On Monday, Bank of New York Mellon CEO Robert Kelly pulled out of the running for Bank of America’s top job, with compensation the apparent sticking point: As a TARP-funded company under the thumb of the government, B of A couldn’t put together a compensation package worth Kelly’s while. I blogged that running a $2 trillion bank is not a public service.
Apparently, Ed Whitacre thinks running General Motors is a public service. The chairman and interim CEO is interested in finding a permanent chief executive for the erstwhile world’s biggest automaker, but guess what: he’s limited by the feds’ executive-pay constraints. So he makes the job sound like its holder would be doing the company - nay, the country – a favor.

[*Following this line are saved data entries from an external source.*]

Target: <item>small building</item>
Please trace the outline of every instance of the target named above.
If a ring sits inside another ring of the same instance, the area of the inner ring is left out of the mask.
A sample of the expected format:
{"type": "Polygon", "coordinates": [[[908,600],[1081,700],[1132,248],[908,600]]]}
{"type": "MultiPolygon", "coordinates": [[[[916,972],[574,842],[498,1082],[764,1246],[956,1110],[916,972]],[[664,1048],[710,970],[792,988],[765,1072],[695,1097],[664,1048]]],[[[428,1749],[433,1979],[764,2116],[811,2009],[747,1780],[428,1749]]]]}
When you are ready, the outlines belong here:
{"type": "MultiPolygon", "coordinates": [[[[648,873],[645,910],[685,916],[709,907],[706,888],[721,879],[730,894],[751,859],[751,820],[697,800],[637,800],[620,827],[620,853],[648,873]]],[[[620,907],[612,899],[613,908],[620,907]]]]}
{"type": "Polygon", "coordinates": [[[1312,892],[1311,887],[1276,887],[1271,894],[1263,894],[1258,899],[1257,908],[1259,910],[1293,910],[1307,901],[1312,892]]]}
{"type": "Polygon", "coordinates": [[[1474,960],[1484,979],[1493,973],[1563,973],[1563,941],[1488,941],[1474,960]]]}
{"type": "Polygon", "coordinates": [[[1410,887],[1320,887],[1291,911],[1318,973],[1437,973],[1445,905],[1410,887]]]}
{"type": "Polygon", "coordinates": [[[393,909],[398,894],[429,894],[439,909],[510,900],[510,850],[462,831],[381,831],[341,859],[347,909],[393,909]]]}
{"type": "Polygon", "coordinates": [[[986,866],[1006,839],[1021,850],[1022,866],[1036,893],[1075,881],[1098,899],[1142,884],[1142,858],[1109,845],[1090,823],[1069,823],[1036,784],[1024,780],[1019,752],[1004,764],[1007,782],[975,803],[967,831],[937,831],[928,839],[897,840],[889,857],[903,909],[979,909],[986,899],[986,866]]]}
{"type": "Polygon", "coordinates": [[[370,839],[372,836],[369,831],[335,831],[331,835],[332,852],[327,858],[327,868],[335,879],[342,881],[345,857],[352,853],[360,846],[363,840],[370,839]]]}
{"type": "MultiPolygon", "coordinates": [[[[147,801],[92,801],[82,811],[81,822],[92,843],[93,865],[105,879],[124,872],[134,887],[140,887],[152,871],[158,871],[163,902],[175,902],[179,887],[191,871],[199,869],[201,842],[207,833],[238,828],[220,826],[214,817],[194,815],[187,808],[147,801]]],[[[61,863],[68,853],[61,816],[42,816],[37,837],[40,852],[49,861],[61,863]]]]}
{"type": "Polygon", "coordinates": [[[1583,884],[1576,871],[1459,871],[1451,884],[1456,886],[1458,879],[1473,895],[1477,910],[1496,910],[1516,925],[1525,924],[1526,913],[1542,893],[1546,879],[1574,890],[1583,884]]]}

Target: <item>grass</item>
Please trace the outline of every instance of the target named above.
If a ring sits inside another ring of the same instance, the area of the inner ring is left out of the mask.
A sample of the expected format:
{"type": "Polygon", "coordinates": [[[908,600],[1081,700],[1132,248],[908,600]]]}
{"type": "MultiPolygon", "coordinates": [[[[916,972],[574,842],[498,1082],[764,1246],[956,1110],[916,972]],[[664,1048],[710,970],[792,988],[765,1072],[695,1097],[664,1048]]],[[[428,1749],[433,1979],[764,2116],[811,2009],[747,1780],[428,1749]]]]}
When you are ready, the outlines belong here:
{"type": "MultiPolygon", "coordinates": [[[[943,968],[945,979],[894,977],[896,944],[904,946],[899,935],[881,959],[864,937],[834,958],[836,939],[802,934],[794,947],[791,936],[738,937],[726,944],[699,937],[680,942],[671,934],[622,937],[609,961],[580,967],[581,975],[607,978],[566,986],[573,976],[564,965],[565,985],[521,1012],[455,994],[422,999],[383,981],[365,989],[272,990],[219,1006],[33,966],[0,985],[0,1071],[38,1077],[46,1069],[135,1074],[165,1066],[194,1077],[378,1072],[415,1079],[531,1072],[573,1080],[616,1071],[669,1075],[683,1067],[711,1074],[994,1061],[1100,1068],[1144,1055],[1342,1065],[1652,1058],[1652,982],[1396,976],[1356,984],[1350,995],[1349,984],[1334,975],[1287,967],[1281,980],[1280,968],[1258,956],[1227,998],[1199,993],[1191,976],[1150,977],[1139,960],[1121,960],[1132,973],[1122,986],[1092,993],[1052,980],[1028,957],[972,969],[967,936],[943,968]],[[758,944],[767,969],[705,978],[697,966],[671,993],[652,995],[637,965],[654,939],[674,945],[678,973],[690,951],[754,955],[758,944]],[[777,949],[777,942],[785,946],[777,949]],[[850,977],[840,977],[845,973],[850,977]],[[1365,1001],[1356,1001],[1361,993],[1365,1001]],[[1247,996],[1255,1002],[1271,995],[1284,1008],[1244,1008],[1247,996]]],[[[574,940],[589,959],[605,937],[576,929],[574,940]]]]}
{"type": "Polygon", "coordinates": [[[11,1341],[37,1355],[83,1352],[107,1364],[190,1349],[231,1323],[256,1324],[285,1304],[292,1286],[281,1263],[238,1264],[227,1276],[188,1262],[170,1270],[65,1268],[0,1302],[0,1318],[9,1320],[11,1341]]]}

“I think it would be somebodywho is wanting to do this for more than compensation,” Dow Jones Newswires reported Whitacre as saying. “It’s a big deal. It’s about coming back and making a company great and making it public again.”
Good heavens. Running GM is a thankless task, to be sure. Satisfying its government masters means pushing green vehicles absent evidence that consumers want to buy them. It means touting the electric-charged Chevy Volt as a savior even though it will cost $40,000 and is too expensive to make to be commercially viable. It means dealing with a still-bloated dealer network and trying to find buyers for the marques GM is finally trying to shed. And it means dealing with a UAW that still scarcely seems to understand the company is fighting for its life.
Would any renowned corporate executive take on this role as a way to give back to the U.S. after decades of personal success in the private sector? Not likely – with long odds against success, it’s not worth tarnishing one’s legacy. Would a successful CEO of another industrial company – earning millions as he or she leads the firm to billions in profits for shareholders - forsake competitive remuneration to work for comparative peanuts at a government-owned car company? To ask the question is to answer it.
If the government wants to attract top-flight talent to the companies under its charge, then it needs to scrap executive-compensation curbs. If you don’t pay the market rate for top-flight talent, you don’t get top-flight talent, making a return on your investment less likely. Is this the inevitable result when less than 10% of the solons of the Obama Administration have any experience working for the private sector?

December 16, 2009
If you look at executive compensation of top US companies, it is unclear that there exists a positive correlation between talent and compensation. In the article linked below, Steven Jobs, Warren Buffet, Eric Schmidt, and Steven Ballmer are at the bottom. The heads of Merril Lynch and Lehman Brothers are near the top.